Der Punkt der Göttlichen Gelassenheit

  

Ich gehe zur Akupunktur. Genauer gesagt, zum ersten Mal "versuche" ich Akupunktur. Geplagt von Kreuzweh denke ich mir, wird schon nicht schaden - ob`s nutzt wird man noch sehen. Mit Shiatsu bin ich sehr zufrieden, auch mit Osteopathie, GEHEILT ha mich beides nicht,  das wird wohl auch die Akupunktur nicht können – aber alles, was zwischendurch hilft, soll mir recht sein. Habe auch seit Jahrzehnten keine Scheu vor Alternativmedizin, und bin damit sehr gut gefahren. Aber – DARUM geht es ja nicht. Nach einem intensiven guten Erstgespräch werden die Nadeln gesetzt. Nur ein Miniprogramm, zur Sicherheit, wer weiß, wie intensiv ich reagiere … 

Die erste Nadel wird auf dem Kopf platziert, mitten am Kopf. 

Das ist der „Punkt der göttlichen Gleichmut“ sagt die Ärztin und ich denke mir, na gut, das kann ja nicht schaden. „Göttliche Gleichmut“. 


Sehe mich demnächst als Yogi abgeklärt zwischen Kreuzweh und Weltenwahnsinn. Nichts wird mich mehr erreichen...kein leiden, kein mit-leiden, wo man doch zumeist ohnehin so hilflos ist...

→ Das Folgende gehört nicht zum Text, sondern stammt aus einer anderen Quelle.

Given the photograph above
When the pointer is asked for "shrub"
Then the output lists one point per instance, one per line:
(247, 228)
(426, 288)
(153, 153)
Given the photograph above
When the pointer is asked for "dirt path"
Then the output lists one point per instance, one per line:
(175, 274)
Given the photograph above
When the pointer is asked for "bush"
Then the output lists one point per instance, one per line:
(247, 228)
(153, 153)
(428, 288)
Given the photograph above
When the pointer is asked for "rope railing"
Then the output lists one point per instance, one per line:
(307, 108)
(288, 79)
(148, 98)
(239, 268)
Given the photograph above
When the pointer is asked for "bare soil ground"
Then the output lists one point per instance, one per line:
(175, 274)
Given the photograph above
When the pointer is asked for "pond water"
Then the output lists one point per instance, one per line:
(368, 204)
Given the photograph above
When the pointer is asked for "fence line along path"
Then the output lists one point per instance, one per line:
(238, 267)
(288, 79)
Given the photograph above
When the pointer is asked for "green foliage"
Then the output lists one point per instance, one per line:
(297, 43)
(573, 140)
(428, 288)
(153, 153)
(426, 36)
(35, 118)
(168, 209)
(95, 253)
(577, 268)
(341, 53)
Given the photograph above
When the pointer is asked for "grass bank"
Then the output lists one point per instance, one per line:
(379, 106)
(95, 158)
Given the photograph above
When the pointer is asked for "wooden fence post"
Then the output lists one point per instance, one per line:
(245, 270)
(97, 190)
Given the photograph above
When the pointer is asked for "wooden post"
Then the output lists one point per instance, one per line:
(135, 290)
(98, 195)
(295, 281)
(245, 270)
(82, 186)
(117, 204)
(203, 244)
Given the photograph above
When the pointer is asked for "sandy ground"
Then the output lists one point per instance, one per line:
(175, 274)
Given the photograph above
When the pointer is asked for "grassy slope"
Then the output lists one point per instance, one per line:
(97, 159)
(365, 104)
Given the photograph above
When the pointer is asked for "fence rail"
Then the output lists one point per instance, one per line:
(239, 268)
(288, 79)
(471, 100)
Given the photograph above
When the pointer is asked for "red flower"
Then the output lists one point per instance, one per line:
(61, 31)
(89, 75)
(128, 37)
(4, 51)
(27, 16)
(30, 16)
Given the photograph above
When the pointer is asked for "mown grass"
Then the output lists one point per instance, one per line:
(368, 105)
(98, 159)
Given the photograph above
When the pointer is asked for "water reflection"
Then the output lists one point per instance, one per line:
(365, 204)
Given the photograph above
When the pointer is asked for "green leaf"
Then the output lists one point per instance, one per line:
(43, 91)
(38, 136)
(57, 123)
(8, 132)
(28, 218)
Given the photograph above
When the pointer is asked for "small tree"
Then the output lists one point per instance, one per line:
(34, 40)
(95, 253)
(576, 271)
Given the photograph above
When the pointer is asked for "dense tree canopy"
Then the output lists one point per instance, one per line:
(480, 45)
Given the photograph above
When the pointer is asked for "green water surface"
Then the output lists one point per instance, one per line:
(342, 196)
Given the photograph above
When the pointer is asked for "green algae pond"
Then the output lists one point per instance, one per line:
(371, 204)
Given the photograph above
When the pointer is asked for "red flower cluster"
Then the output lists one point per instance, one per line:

...noch ein paar Nadeln, vielleicht sind es sieben oder  acht ? Dann kommt der für mich langweilige Teil. Oh Gott, ruhig liegen, einfach liegen. „Entspannen sie sich, entspannen sie sich ganz“ sagt die Ärztin, eine halbe Stunde soll ich nur LIEGEN. Fast steigt zuerst Panik auf, das halt ich nicht aus, gleich hupf ich mit den Nadeln vom Bett, bin nicht müde genug für ein powernäppchen  - nein, die Nadeln selbst sind nicht unangenehm, auch wenn ich tief in mich hineinspüre, vielleicht piekst es doch irgendwo?? Aber die erzwungene Ruhe macht so unruhig. Der Drang auf zu hupfen ist stark, noch größer die Versuchung wenigstens zum handy zu greifen – dann denke ich mir – reiß dich am Riemen…..Tu brav NIX, NIX denken, NIX denken, nur DA-SEIN …. Da läuft mir der „Punkt der göttlichen Gelassenheit“ quer durch die erzwungene Ruhe. Ist das nicht ein wunderbarer Gedanke – ist das nicht ein anstrebenswerter wunderbarer Zustand …jetzt hab ich doch genug Zeit zum Erst-üben …. gelassen...gelassen...gelassen ...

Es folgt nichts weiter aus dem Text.